You can always bug me on PM, no worries! Now are you the one who had the Family Reunion website? (trying to remember who you are)


----------



## CaribbeanOS-X (Feb 13, 2008)

yes, that was me.  I figured all that out, made it nice and simple but try getting a family that has never used a forum, nor even spent that much time together due to the distance, to figure out how work the thing.  I trashed it... it was more to amuse myself with working with PHP and mysql!

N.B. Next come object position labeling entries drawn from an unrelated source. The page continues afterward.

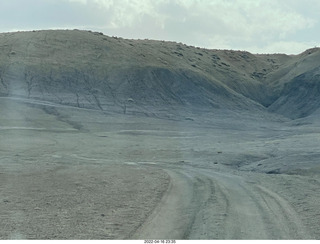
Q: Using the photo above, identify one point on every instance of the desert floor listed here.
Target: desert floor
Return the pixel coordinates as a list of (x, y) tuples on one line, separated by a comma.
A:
[(68, 173)]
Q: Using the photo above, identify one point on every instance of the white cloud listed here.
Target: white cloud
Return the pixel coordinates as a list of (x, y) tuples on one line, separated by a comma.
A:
[(288, 47), (234, 24)]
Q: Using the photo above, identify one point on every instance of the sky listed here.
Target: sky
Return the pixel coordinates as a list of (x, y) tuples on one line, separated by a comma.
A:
[(257, 26)]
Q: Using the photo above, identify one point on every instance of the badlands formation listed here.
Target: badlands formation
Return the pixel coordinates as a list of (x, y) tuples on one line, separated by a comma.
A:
[(108, 138)]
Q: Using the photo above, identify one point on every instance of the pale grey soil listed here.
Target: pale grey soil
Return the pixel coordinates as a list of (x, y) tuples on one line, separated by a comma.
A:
[(71, 173), (107, 138)]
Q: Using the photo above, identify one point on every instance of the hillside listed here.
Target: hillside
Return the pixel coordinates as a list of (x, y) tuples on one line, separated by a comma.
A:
[(91, 70)]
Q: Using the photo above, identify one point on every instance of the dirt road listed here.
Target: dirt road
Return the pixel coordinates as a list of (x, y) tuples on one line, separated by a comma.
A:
[(207, 204)]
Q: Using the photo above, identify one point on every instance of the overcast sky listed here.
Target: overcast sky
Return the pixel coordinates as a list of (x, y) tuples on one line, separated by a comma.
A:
[(258, 26)]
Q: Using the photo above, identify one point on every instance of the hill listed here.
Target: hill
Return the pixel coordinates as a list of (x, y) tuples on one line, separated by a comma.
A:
[(88, 69)]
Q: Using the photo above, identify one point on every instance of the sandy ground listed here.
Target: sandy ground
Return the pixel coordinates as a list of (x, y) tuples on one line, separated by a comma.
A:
[(80, 174)]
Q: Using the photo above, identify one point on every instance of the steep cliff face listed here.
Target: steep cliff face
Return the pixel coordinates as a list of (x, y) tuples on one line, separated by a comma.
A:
[(91, 70)]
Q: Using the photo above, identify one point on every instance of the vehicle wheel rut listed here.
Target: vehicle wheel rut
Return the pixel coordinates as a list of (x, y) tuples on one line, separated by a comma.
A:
[(205, 204)]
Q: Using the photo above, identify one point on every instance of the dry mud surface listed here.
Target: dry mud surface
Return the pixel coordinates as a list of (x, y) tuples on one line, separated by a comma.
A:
[(69, 173)]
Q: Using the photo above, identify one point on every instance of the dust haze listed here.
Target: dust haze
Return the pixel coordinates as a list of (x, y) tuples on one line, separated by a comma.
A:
[(109, 138)]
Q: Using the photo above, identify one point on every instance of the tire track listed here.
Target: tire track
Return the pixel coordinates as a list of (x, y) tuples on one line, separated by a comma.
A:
[(206, 204)]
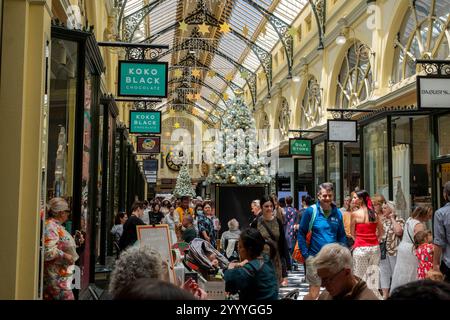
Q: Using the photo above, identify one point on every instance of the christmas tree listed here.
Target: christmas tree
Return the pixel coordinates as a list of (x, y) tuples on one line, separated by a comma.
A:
[(236, 156), (184, 185)]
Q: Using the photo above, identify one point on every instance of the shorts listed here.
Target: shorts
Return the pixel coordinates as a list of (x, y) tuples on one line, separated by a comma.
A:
[(311, 273)]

Anyhow... on to the next.  

I went through most of those tutorials last night... but i missed the this one that shows up on this link.  Watching it now.

Are you familiar with AE?

Talk in a bit.


----------



## CaribbeanOS-X (Feb 14, 2008)

Natobasso:

I figured it out... just had to get figure out how to drag the layers into a proper time line.  It looks like the layers just continue as the frames go on, i tried grabbing them and they would slide up and down.  Instead, grab the edge of it and count the duration in the INFO window, SHIFT and drag and you lock on to the end of  the above layer for smooth transitions. 

Hope that helps anyone else.

Thanks.


----------